Originally published on the eve of the National Socialist era, Die Stadt (the City) is the German title of Ernst von Salomon’s second novel, recently re-translated and re-published in English by Arktos Media under the title It Cannot be Stormed.

Von Salomon is described as one of the most enigmatic members of the Conservative Revolutionary movement that emerged in Germany during the Weimar Republic. He is most famous for his Der Fragebogen (The Questionaire), a book published in 1951 containing his ironic answers to the 131 questions he was asked while a POW of the Americans, who imprisoned him between 1945-1946. Der Fragebogen was a hot seller and instigated a wide discussion at the time.

From 1913, was a cadet, and, subsequently, from the age of 17, a member of the Freikorps, the volunteer military or paramilitary units that formed in the aftermath of the Great War, out of disillusionment with civilian life and a desire for revenge against the Communist among demobilised soldiers. During the 1920s he survived to prison sentences, the first of which was for his part in the assassination of Walther Rathenau (he provided the car for the assassins).

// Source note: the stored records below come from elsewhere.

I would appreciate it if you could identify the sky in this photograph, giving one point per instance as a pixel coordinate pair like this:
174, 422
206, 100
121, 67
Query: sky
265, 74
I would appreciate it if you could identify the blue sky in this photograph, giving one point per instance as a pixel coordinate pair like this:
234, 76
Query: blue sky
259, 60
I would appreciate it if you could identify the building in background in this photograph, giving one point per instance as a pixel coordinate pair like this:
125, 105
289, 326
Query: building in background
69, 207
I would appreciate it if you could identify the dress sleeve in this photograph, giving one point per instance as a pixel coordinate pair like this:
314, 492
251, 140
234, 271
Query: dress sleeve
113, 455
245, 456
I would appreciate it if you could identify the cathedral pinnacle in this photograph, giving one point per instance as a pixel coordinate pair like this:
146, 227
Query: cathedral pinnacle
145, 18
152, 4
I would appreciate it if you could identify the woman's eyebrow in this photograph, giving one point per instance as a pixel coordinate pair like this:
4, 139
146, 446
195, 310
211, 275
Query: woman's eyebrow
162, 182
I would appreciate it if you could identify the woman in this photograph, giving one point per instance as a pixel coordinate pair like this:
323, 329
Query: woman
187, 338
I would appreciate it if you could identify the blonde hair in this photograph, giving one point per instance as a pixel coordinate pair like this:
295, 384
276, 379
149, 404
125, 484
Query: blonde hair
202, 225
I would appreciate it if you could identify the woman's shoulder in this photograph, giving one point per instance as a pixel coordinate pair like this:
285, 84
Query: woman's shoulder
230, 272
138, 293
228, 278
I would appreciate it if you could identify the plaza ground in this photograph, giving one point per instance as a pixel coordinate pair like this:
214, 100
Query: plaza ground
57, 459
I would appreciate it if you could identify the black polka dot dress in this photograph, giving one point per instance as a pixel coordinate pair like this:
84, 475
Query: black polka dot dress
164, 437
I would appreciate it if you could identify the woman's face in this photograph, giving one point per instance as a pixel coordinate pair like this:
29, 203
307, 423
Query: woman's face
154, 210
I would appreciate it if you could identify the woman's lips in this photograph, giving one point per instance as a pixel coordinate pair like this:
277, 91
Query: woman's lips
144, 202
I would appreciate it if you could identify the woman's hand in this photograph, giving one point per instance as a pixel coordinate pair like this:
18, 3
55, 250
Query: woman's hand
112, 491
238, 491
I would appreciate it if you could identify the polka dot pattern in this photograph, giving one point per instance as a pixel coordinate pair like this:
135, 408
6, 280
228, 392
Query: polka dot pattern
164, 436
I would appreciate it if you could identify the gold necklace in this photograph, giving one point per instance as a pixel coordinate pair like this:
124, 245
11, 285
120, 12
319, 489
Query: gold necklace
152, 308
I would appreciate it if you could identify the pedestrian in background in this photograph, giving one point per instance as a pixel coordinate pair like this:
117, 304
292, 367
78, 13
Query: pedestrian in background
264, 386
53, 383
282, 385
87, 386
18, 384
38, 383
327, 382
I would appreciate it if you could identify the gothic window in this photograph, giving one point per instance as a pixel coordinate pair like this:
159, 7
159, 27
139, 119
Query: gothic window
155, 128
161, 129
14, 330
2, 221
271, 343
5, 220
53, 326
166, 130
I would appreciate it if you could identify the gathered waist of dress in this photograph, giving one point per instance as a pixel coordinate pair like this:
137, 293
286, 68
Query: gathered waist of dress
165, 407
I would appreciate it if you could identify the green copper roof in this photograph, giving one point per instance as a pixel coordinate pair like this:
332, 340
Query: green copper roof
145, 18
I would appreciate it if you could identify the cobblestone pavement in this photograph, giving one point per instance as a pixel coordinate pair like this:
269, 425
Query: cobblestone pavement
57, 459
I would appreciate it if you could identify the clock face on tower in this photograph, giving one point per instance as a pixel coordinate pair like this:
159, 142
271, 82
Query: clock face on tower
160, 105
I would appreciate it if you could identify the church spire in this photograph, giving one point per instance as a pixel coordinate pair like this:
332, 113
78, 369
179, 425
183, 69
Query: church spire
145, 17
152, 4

The author’s background is quite evident in this novel, which is about the end of the Weimar period. Indeed, it permeates the entire narrative, possibly even to the point of determining the language and phraseology—the latter, certainly during the first third of the book, is very structured, with a self-conscious use of phrasal repetition that is not, all the same and despite stereotypes about German seriousness, lacking in humour. The narrative tone and style is also extremely German. It is difficult to convey this to an English-speaking reader who is unfamiliar with the German personality; but if you have known Germans in Germany, and developed a sense of their way of approaching and looking at things, you will immediately recognise it in the text.

Aside from the total absence of political correctness in the characters’ psyche, the story itself remains depressingly contemporary: it begins with the emergence of a farmers’ movement in the face of increasing predations by the taxman at a time when Germany was still struggling to pay reparations for the war; and it continues with the involvement in the movement of Ive, the main character, and his journey as a disaffected intellectual and perennial outsider—from the underground, to the country, and to the city. The intensifying conflict between the movement and the authorities is used to highlight two contrasting mentalities, that of the country versus that of the city. And this in turn is used to explore the restless, anxious, fermenting intellectual, social, and political ambience of the period.

There is an enormous amount of deep philosophical lucubration in this novel, which is progressively mired in ever-denser text as the plot slows down and sinks into ever more fuliginous paragraphs of monumental length, tight print, and epic sentences. Thus, the leaden effect created by the reliance on reported speech and near absence of dialogue in the earlier parts of the book is progressively compounded by the subsequent reliance on heavy theoretical monologues. Had Kafka been a Weimar-era German Conservative Revolutionary, he would have written this way.

Still, there is a logic to all this, as it follows the convolution of Ive’s intellectual odyssey.

Of special interest are the scenes involving the National Socialists and their Communist opponents. Von Salomon had an ambiguous relationship with the former: initially sympathetic, he did not support them after 1933, but neither did he speak against them and indeed he spent the remainder of the National Socialist era writing film scripts. In the novel Ive has a chance to observe them up close while one of his former collaborators and acquaintances from the farmers’ movement (who changes his stripes, and his name, with nonchalant frequency) is involved with the SA. As readers we are even witnesses to one of the famous beer hall brawls.

Overall this is an intriguing work of fiction, rich with historical value (both because of the anguished intellectual ferment it reproduces and the backdrop against which the action unfolds) as well as unusual characters—or rather caricatures, because the characterisation betrays a certain Dickensian taste for humorous stereotypes. It is well worth reading if you enjoy a thoughtful and challenging novel and / or are interested in the time period and perhaps also the German character.